Dependency Mapping
Dependency mapping is an in silico mutagenesis technique that identifies co-conserved elements in a sequence. AIDO.ModelGenerator implements the procedure proposed by Tomaz da Silva et al. We use this to mine functional genomic elements in the AIDO.DNA paper with the AIDO.DNA-7B and AIDO.DNA-300M models. This task uses the pre-trained models directly, and does not require finetuning.
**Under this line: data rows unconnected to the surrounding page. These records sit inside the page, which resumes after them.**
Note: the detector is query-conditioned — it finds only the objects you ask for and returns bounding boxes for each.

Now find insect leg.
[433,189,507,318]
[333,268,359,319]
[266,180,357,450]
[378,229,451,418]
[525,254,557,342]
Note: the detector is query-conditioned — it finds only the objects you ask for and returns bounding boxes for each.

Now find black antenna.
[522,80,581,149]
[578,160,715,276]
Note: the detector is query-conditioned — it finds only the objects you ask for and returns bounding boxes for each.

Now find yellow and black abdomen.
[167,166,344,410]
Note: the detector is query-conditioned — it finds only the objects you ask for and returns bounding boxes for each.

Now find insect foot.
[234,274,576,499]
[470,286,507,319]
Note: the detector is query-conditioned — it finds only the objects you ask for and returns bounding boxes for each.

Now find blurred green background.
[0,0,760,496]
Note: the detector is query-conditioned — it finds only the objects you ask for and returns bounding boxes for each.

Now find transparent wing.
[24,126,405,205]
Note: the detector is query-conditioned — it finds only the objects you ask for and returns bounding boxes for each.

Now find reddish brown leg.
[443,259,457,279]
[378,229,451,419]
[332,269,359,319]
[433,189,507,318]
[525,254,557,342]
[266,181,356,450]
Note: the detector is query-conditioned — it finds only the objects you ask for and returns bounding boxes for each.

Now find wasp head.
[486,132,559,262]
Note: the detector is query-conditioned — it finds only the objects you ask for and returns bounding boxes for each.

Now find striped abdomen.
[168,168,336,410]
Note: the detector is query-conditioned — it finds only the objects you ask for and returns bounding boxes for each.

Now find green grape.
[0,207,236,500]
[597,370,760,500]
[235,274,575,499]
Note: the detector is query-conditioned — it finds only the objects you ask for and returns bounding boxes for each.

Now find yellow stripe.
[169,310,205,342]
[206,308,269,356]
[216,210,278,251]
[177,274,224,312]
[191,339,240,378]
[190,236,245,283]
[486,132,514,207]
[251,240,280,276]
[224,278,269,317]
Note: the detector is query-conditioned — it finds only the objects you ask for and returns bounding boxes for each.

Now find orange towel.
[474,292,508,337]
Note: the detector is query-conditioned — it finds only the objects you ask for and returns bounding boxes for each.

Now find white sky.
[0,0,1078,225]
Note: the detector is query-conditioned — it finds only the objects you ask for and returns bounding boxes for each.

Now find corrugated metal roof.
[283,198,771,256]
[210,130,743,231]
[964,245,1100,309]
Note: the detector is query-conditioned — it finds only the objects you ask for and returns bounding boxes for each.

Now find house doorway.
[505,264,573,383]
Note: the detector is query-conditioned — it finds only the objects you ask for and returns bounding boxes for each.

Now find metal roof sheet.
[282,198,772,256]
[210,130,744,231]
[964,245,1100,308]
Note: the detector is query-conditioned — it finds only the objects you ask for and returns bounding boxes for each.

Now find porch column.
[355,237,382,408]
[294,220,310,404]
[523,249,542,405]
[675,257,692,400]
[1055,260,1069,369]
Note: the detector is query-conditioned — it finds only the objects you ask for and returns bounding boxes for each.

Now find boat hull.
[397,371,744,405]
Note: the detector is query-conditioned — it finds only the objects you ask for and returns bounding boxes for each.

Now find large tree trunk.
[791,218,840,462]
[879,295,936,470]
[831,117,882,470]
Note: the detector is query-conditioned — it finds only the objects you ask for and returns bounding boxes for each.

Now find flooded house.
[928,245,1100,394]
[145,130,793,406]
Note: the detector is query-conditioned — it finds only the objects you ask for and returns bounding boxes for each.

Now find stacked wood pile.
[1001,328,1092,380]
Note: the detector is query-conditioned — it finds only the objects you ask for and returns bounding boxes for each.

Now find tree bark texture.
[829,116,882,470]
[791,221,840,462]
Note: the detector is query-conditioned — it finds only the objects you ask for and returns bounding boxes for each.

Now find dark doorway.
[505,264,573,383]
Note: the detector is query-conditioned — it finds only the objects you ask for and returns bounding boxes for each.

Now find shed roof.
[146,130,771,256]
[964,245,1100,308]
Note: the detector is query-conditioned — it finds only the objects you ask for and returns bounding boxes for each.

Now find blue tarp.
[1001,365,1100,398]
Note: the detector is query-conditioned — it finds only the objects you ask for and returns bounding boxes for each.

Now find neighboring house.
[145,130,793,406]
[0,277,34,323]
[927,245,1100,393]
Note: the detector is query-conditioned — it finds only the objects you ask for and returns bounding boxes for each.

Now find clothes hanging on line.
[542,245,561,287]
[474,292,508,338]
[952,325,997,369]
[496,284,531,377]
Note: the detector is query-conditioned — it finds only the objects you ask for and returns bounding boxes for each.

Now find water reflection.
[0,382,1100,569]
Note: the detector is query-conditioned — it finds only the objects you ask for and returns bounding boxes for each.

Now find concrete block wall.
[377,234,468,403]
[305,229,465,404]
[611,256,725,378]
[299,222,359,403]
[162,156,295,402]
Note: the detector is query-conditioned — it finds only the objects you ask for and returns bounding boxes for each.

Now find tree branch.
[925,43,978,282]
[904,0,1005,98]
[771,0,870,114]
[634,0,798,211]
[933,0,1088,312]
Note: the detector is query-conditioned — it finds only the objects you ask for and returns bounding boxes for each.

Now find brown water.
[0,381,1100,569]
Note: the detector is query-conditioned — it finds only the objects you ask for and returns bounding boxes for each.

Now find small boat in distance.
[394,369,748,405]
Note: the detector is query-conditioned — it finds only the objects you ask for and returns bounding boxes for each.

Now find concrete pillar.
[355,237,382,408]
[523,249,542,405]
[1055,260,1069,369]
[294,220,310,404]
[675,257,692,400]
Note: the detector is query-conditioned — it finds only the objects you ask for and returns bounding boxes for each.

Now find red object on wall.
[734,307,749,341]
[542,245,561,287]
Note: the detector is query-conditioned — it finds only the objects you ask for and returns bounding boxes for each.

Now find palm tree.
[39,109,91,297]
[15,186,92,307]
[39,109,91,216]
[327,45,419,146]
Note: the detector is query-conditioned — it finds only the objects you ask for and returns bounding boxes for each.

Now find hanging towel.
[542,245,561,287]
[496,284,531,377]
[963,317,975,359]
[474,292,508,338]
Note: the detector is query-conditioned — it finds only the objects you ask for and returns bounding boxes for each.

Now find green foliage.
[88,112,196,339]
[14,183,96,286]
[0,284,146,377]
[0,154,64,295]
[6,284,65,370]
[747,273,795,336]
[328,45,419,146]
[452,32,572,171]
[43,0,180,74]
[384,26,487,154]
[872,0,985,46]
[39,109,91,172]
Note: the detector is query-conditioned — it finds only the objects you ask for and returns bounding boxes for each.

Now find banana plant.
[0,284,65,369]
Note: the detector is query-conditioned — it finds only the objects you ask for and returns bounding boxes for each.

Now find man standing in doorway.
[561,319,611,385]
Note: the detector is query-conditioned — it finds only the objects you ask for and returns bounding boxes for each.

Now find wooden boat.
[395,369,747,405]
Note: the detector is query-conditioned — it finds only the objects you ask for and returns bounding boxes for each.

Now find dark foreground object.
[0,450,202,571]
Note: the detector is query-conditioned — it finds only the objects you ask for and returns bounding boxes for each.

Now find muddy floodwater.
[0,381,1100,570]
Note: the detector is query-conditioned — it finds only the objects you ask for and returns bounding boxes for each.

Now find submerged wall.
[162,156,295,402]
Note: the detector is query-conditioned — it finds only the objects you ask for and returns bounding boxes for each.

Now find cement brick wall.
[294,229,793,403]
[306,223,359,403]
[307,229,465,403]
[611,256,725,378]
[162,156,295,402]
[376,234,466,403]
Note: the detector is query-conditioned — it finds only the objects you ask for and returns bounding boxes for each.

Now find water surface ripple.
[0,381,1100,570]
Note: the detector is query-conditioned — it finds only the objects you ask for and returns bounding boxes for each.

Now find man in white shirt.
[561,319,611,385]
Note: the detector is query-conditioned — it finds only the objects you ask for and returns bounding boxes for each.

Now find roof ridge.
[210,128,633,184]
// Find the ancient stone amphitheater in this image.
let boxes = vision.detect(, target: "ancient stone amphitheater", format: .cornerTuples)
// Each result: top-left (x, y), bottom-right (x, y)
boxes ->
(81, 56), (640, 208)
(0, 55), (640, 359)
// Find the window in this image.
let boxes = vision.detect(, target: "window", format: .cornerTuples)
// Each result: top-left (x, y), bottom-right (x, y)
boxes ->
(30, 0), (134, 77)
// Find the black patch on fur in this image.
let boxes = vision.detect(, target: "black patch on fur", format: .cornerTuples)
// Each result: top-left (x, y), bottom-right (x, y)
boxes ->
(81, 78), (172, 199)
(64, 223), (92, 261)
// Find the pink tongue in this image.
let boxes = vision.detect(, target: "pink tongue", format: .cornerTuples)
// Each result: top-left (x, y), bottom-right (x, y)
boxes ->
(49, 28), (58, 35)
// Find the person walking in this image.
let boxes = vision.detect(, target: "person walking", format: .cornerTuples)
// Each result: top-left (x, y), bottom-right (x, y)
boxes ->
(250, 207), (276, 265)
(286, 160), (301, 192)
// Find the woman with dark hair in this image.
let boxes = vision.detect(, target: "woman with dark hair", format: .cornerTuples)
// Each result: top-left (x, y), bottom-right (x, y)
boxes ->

To reproduce the dependency mapping results from the AIDO.DNA paper, run the following from the ModelGenerator root directory:
# Inference
mgen predict --config experiments/AIDO.DNA/dependency_mapping/config.yaml
# Plotting
python experiments/AIDO.DNA/dependency_mapping/plot_dependency_maps.py \
-i predictions \
-o plots \
-v experiments/AIDO.DNA/dependency_mapping/DNA.txt \
-t modelgenerator/huggingface_models/rnabert/vocab.txt
To create new dependency maps,
- Gather your sequences into a .tsv file with an
id
andsequence
column. - Run
mgen predict --config config.yaml
where
model:
class_path: Inference
init_args:
backbone: <you-choose>
data:
class_path: DependencyMappingDataModule
init_args:
path: <path/to/your/seq/dir> # Note: this errors for ., use ../dependency_mapping if necessary
test_split_files:
- <my_sequences.tsv>
vocab_file: <vocab>.txt # E.g. experiments/AIDO.DNA/dependency_mapping/DNA.txt
trainer:
callbacks:
- class_path: modelgenerator.callbacks.PredictionWriter
dict_kwargs:
output_dir: predictions
filetype: pt
- Run the plotting tool
python experiments/AIDO.DNA/dependency_mapping/plot_dependency_maps.py \
-i <prediction_dir> \
-o <output_dir> \
-v <vocab.txt> \
-t <tokenizer_vocab.txt>
The output will be files of the name <id>.png
in the output directory, with heatmaps of dependencies and logos with sequence information content.